Autism Spectrum Disorder (ASD) is a condition that affects a person’s social and communications development. It can be identified by changes to a child’s language and behaviour from around the age of 18 months.


Typically, a child with autism is unable to communicate or behave socially in the same way a child without autism would. The ability or desire to make friends and socialise with other children is not as present in a child on the autism spectrum, and their capability to communicate words to other people is lessened.


While ASD has been heavily linked to biological and chemical abnormalities in the brain, the reasons for autism are still unknown. A study carried out in April 2013 found that approximately one in every 100 children in Ireland will experience symptoms of autism, with the disorder more commonly found in boys.



The autism spectrum

The reason ASD is referred to as a ‘spectrum’ is that there are many different combinations of symptoms and behavioural changes that a person can have to be considered autistic. This means that two children diagnosed as being on the autism spectrum could quite likely act incredibly different, having differing skill sets.
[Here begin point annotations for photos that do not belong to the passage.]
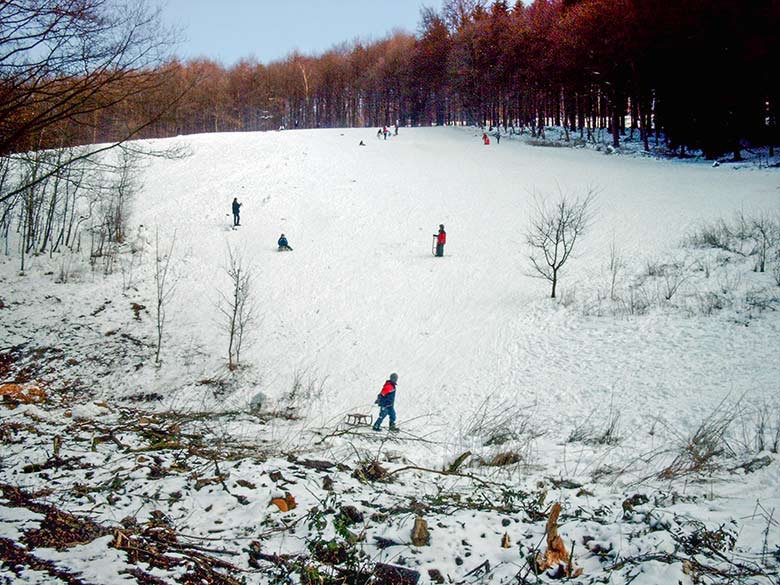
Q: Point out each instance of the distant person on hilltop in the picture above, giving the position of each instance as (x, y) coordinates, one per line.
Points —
(441, 239)
(236, 212)
(385, 400)
(284, 246)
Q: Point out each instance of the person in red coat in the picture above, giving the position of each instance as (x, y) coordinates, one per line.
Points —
(385, 400)
(441, 239)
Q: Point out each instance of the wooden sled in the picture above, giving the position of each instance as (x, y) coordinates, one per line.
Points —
(357, 419)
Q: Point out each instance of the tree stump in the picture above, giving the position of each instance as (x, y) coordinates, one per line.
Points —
(556, 554)
(420, 534)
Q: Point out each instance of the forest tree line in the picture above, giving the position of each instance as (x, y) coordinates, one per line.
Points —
(695, 74)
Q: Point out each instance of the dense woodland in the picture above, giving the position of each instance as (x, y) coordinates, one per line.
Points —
(694, 74)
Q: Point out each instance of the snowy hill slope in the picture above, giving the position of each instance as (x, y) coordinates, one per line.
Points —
(473, 336)
(361, 295)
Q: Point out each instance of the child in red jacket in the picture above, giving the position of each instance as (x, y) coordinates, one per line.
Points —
(441, 239)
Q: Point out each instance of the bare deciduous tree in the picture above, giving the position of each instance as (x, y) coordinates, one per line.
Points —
(65, 63)
(553, 231)
(164, 285)
(237, 306)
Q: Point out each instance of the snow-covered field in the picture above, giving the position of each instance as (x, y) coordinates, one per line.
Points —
(479, 348)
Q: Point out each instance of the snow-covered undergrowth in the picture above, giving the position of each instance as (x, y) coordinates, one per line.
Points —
(644, 398)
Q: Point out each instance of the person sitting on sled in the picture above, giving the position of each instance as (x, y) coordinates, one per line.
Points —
(385, 400)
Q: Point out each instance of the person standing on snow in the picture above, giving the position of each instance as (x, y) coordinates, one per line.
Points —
(441, 239)
(236, 212)
(385, 399)
(284, 246)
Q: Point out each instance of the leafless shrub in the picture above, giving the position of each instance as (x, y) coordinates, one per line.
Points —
(237, 306)
(765, 230)
(604, 432)
(699, 452)
(553, 231)
(496, 422)
(615, 267)
(306, 388)
(761, 428)
(504, 459)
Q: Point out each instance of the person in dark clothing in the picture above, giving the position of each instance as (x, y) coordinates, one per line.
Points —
(283, 245)
(236, 212)
(441, 239)
(385, 400)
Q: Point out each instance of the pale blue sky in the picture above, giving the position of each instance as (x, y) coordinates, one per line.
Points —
(229, 30)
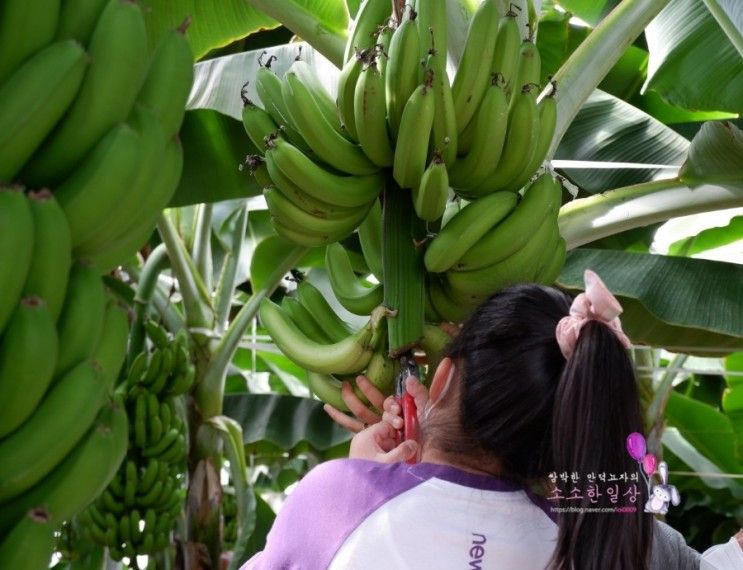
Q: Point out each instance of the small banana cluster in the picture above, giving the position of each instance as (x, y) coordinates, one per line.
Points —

A number of different disorders are now placed under the banner name of Autism Spectrum Disorder. Disorders such as Asperger Disorder, Pervasive Developmental Disorder Not Otherwise Specified (PDD-NOS), and Childhood Disintegrative Disorder (CDD) are now categorised under this new title, and doctors are less likely to sub-diagnose children using these alternative headings.



Disorders on the autism spectrum

Asperger Disorder refers to a child who presents a normal IQ combined with a serious lack of social and communication skills. Children that experience this branch of the spectrum often show self-interest, a lack of empathy, and inability to form relationships with others.
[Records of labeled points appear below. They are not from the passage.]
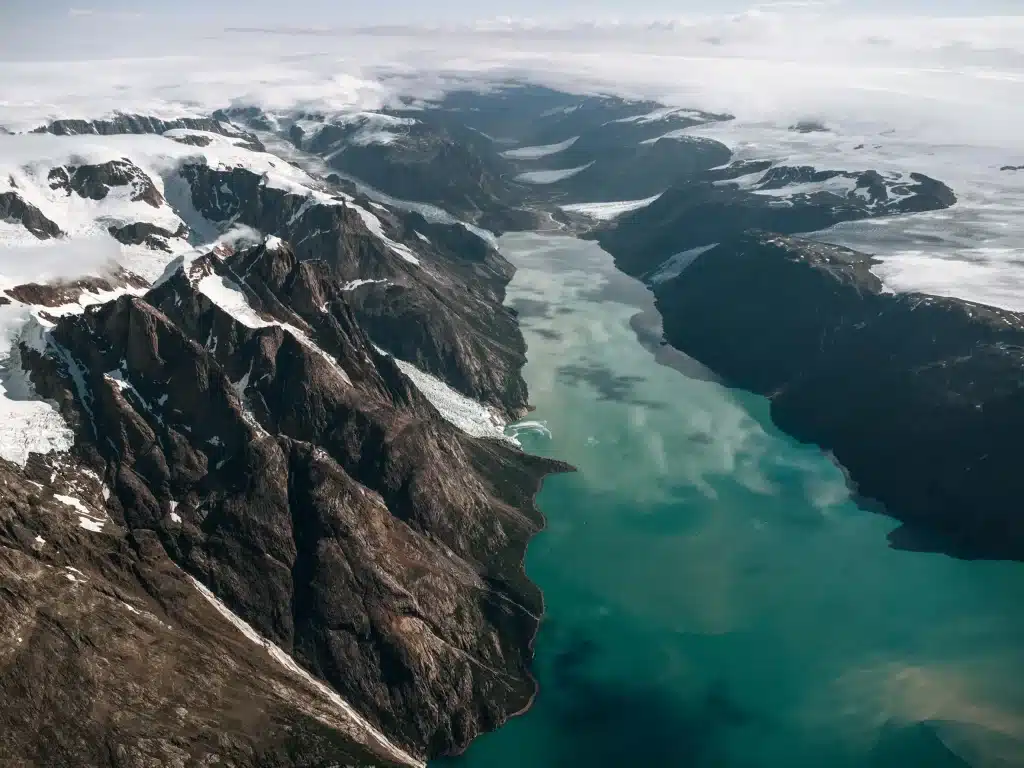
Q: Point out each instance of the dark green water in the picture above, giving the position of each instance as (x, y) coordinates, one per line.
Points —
(713, 596)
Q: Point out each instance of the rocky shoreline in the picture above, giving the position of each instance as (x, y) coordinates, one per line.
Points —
(916, 396)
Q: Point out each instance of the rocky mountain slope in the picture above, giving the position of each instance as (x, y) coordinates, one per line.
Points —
(233, 526)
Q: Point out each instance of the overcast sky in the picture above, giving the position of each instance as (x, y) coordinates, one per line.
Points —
(315, 12)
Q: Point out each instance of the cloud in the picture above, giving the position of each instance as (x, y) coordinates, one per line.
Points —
(942, 96)
(47, 260)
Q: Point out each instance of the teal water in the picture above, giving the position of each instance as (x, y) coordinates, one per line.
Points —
(713, 596)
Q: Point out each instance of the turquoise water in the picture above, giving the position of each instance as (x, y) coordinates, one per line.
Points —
(713, 596)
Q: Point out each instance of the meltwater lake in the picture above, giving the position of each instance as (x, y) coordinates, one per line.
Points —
(714, 598)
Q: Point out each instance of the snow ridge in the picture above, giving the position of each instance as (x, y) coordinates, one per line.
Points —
(359, 724)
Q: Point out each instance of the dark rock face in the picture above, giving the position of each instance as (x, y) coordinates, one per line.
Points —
(109, 654)
(94, 181)
(294, 471)
(14, 208)
(449, 321)
(714, 207)
(454, 156)
(920, 397)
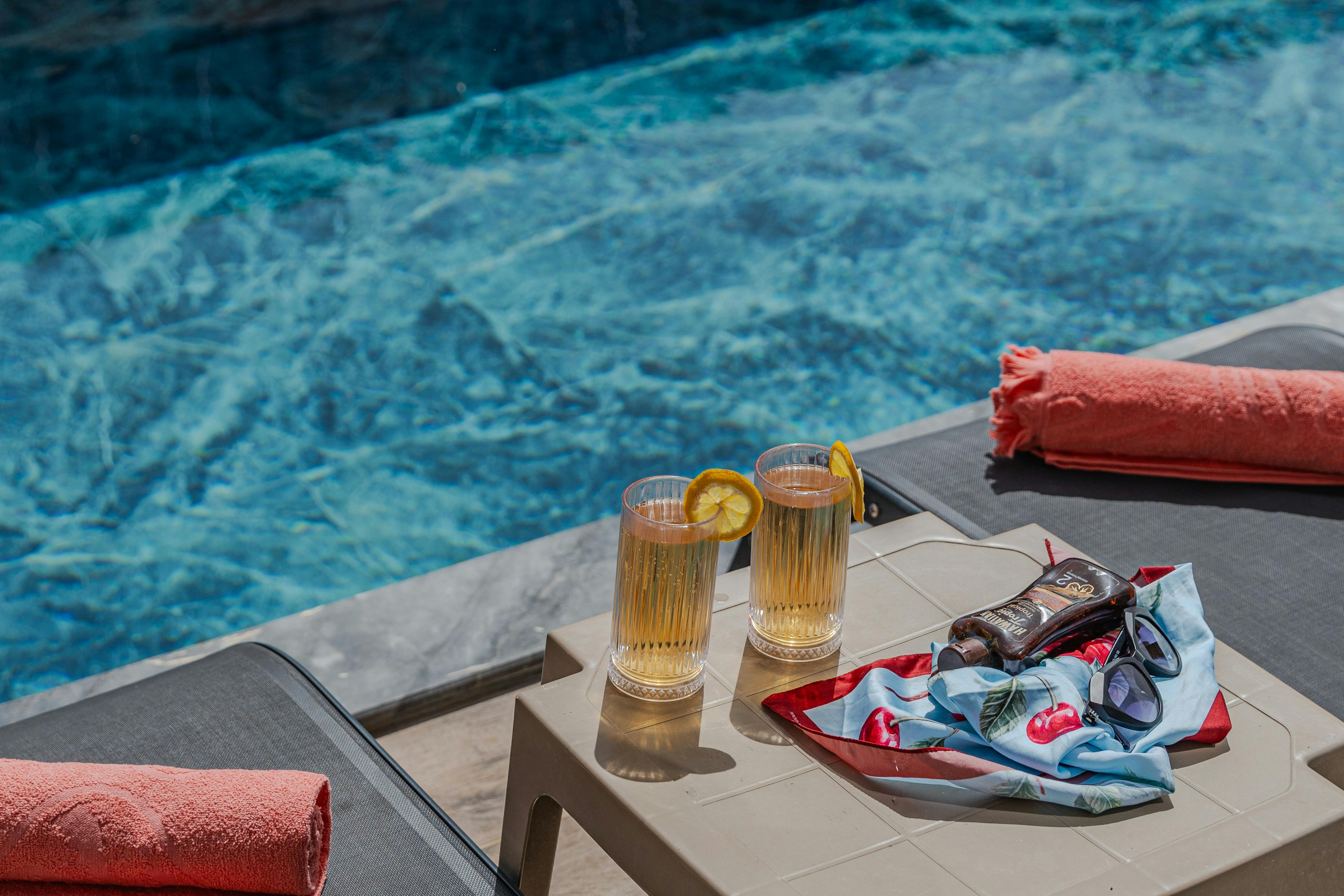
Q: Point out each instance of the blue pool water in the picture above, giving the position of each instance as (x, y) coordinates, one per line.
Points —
(241, 391)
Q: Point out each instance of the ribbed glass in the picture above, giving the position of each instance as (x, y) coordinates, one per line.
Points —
(665, 593)
(800, 553)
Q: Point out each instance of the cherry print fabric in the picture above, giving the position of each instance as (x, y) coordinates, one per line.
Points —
(900, 721)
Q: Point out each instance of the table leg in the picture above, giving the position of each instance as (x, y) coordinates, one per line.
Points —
(531, 819)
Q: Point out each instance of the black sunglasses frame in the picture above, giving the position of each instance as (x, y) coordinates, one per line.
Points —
(1125, 653)
(1127, 645)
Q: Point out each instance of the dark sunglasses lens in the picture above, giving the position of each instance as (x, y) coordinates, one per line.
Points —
(1155, 648)
(1129, 692)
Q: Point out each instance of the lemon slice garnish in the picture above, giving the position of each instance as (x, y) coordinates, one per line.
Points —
(725, 491)
(842, 464)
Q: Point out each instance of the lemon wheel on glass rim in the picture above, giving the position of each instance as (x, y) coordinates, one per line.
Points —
(726, 491)
(843, 465)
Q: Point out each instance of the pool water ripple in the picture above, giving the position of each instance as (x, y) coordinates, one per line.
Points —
(245, 391)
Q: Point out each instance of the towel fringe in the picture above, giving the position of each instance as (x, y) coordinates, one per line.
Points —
(1023, 377)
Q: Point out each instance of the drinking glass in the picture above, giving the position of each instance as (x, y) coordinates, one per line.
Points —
(800, 553)
(665, 593)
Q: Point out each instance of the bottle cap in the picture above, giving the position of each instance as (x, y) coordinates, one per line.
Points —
(972, 652)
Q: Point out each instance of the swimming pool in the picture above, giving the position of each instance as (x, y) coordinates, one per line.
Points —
(247, 390)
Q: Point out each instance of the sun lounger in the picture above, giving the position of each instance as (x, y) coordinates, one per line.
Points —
(252, 707)
(1268, 558)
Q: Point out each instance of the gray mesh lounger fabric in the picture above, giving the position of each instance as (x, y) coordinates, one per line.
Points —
(249, 707)
(1269, 559)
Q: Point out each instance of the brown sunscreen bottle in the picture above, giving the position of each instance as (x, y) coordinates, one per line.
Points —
(1074, 597)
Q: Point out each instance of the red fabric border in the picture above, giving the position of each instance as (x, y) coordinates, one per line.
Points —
(1217, 723)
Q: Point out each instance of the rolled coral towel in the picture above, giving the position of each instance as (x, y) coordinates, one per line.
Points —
(1096, 412)
(260, 832)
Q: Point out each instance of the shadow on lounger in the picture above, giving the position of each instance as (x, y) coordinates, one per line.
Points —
(1030, 473)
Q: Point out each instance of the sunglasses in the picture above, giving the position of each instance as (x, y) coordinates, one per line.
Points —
(1123, 692)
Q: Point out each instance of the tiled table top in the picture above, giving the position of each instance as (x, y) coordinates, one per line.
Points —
(754, 807)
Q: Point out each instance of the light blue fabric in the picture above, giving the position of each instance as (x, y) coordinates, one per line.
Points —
(953, 714)
(1175, 604)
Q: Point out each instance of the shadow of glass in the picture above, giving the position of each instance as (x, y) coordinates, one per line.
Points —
(1030, 473)
(759, 674)
(655, 742)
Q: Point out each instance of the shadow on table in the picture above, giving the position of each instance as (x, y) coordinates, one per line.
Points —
(759, 677)
(655, 742)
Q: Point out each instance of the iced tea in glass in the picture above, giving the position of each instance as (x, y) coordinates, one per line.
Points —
(800, 553)
(665, 593)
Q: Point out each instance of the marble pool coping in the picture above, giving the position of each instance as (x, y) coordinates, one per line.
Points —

PDD-NOS describes a person with a lack of social and communication skills, who also experiences issues with change to routines or their environment. Skill development will usually be uneven, with skills strong in one area, and delayed in another. They may also play with toys in an unusual manner, such as only playing with parts of a toy rather than the entire toy itself.


CDD describes a child with normal development who experiences a change in ability in at least two of the following areas between the age of two and 10: social interaction, communication, and repetitive behaviour. This late onset of symptoms means CDD is categorised as a low-functioning form of autism.
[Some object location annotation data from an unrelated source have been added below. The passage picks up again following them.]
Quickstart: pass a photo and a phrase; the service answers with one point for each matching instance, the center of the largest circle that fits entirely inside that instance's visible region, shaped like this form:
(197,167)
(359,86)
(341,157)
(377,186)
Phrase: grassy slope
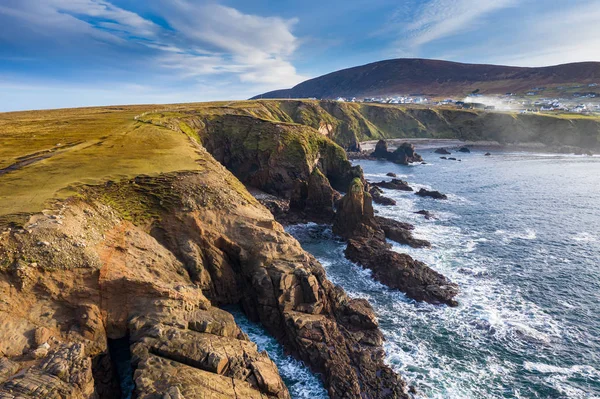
(108,144)
(90,145)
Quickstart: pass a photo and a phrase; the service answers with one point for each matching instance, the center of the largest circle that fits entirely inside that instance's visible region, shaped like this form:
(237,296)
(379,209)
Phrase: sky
(67,53)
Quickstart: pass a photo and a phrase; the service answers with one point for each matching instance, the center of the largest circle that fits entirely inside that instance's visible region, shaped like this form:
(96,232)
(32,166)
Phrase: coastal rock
(366,235)
(428,215)
(394,184)
(433,194)
(400,232)
(313,200)
(355,216)
(379,198)
(404,154)
(210,242)
(381,150)
(402,272)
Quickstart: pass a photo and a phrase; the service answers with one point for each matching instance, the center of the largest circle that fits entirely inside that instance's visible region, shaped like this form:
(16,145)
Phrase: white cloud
(554,37)
(257,48)
(438,19)
(203,39)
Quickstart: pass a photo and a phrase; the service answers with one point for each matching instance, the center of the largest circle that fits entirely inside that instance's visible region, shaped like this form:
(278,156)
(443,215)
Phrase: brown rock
(400,232)
(394,184)
(366,233)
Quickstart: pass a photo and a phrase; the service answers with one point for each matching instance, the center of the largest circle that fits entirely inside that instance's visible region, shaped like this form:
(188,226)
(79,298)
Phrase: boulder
(381,150)
(433,194)
(366,236)
(400,233)
(355,214)
(404,154)
(394,184)
(428,215)
(402,272)
(379,198)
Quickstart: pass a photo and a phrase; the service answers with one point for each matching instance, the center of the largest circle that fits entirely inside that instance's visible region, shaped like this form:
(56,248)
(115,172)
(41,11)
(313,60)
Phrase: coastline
(481,145)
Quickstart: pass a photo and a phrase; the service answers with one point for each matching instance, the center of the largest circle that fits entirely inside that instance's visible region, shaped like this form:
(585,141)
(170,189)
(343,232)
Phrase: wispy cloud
(197,40)
(437,19)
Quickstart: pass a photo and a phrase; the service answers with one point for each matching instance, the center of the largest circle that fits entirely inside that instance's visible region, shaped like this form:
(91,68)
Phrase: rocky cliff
(439,78)
(150,259)
(348,124)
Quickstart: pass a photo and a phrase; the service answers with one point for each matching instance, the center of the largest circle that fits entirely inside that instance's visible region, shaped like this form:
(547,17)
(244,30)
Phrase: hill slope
(439,78)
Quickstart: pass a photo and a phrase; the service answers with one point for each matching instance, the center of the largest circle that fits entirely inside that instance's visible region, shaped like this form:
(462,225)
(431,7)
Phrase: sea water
(520,234)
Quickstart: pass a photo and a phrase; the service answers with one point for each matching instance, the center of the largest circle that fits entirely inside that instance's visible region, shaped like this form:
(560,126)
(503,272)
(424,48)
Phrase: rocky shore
(151,260)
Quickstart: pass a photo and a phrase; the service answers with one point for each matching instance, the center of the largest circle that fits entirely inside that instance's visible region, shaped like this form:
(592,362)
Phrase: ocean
(520,234)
Is there treatment for ASD?

The sooner a child is diagnosed as being on the autism spectrum, the better off they will be. The long term outcomes for children with ASD are improving, thanks to a combination of early diagnosis and intervention programmes that help a child's development. Autistic children can also learn to play and communicate better than they would have before; as with any child, it is just a matter of providing the help and guidance needed for kids to reach their full potential.